Un sábado vinieron los Overgard a tomar café. Sofía bajó a ver su bote. Era grande y estaba lleno de bolsas, latas y canastos y en uno de éstos había un gato maullando. Sofía levantó la tapa y el gato le lamió la mano. Era un gato grande, blanco, con cara ancha. Cuando lo levantó no dejó de ronronear y Sofía lo llevó a la orilla.
-Así que encontraste al gato -dijo Ana Overgard-. Es un gato muy bueno, pero no caza ratones, de modo que decidimos regalárselo a unos amigos.
Sofía se sentó en la cama con el pesado animal en el regazo. No dejaba de ronronear. Era suave, cálido, sumiso.
Fue fácil concretar el negocio, mediante una botella de ron para cerrarlo. Capturaron a Moppy, quien nunca supo qué le había ocurrido hasta que el bote de los Overgard ya estuvo camino a la ciudad.
El gato nuevo se llamaba Fluff. Comía pescado y le gustaba que lo acariciaran. Se instaló en la cabaña de Sofía y todas las noches dormía en brazos de su dueña. Todos las mañanas entraba a la hora del café y dormía un poco más en la cama junto a la estufa. Cuando brillaba el sol, rodaba por el granito caldeado,
-¡Allí no! -le gritaba Sofía-. ¡Ese es el lugar de Moppy! -Se llevaba pues al animal un poco más lejos y éste le lamía la nariz y rodaba con la mayor obediencia en el nuevo lugar asignado,
Cada vez era más hermoso el verano, una serie de días estivales serenos, azules.
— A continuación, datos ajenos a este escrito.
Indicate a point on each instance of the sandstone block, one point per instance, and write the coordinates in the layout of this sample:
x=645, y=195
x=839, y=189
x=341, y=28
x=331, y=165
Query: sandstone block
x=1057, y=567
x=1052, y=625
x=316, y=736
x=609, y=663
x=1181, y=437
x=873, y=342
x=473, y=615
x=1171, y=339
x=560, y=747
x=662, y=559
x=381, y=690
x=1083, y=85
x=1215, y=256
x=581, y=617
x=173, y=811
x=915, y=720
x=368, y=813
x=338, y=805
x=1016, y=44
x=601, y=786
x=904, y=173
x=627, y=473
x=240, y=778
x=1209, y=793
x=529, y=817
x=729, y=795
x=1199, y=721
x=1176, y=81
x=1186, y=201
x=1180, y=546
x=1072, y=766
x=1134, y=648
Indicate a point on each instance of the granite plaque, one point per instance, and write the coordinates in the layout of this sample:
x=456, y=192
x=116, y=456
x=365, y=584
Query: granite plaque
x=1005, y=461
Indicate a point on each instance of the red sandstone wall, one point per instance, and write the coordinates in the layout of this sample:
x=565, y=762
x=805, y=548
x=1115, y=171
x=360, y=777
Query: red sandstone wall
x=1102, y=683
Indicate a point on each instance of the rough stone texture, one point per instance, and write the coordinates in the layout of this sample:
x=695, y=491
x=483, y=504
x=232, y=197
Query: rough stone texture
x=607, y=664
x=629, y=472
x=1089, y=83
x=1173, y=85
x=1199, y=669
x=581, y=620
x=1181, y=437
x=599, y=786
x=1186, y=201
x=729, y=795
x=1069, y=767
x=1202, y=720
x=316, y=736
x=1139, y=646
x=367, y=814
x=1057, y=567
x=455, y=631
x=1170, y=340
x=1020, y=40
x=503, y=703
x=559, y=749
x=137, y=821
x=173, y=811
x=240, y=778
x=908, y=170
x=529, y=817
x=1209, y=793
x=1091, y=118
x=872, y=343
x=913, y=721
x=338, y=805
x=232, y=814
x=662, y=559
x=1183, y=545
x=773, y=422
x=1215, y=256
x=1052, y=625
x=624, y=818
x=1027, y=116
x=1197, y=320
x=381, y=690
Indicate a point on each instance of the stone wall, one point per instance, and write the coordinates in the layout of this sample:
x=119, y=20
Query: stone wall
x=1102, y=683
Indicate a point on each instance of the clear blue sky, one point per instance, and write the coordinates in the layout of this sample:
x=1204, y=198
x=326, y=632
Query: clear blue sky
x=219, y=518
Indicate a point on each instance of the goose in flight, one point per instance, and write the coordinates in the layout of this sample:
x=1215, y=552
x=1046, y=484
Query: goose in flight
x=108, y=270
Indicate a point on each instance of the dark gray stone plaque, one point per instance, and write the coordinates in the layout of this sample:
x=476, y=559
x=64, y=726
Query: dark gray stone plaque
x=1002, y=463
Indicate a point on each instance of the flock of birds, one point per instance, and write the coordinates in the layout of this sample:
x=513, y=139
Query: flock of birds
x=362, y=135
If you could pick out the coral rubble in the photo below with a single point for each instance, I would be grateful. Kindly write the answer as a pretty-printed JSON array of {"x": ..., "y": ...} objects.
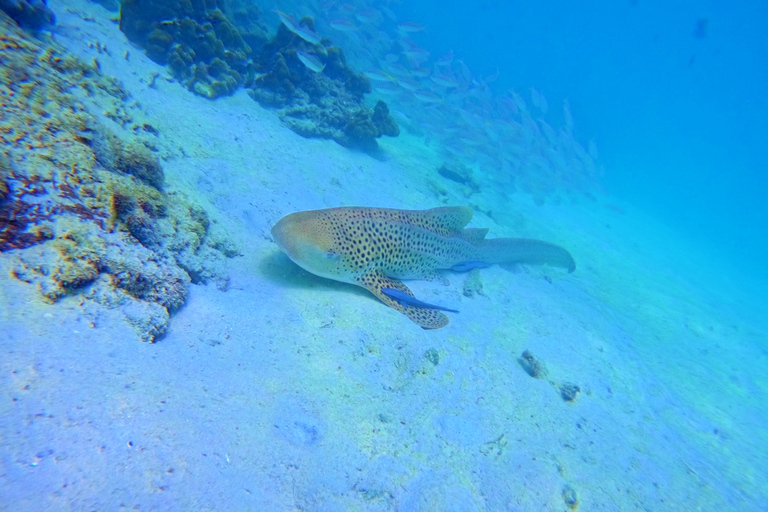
[
  {"x": 326, "y": 104},
  {"x": 29, "y": 14},
  {"x": 83, "y": 210}
]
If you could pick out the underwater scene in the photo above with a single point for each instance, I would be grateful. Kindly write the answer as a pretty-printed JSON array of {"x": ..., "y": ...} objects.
[{"x": 383, "y": 255}]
Todas las noches Fluff dormía apoyado contra la mejilla de Sofía.
-Me pasa algo raro -comentó Sofía una vez-. Creo que el buen tiempo llega a ser aburrido.
-¿Sí? -dijo abuela-. Entonces, eres igual a tu abuelo. A él también le gustaban las tormentas -pero antes de que pudiera añadir nada más sobre el abuelo, Sofía se fue.
Y poco a poco se levantó el viento, en algún momento de la noche, y al llegar la mañana soplaba un intenso viento sudoeste que escupía espuma sobre las rocas.
-Despiértate -susurró Sofía-. Despiértate, gatito mío, precioso, hay tormenta.
Fluff ronroneó y estiró en todas las direcciones unas patas tibias y perezosas. La sábana estaba cubierta de pelos.
-¡Levántate! -le dijo Sofía con energía-. ¡Hay tormenta! -El gato se limitó a volverse sobre la ancha panza. De pronto Sofía se puso furiosa. De un puntapié abrió la puerta y arrojó al gato afuera, mirándolo mientras el animal echaba hacia atrás las orejas y por fin le gritó:
-¡Caza! ¡Haz algo! ¡Pórtate como un gato! -Dicho esto se echó a llorar y corrió al cuarto de huéspedes, cuya puerta se cerró tras sí de un golpe.
-¿Y ahora, qué te pasa? -preguntó abuela.
-¡Quiero que vuelva Moppy! -dijo Sofía llorando a gritos.
-Pero, ya sabes lo que sucederá -le señaló abuela.
-Será horrible -dijo Sofía con tono grave-. Pero es a Moppy a quien quiero.
En vista de ello volvieron a cambiar de gatos.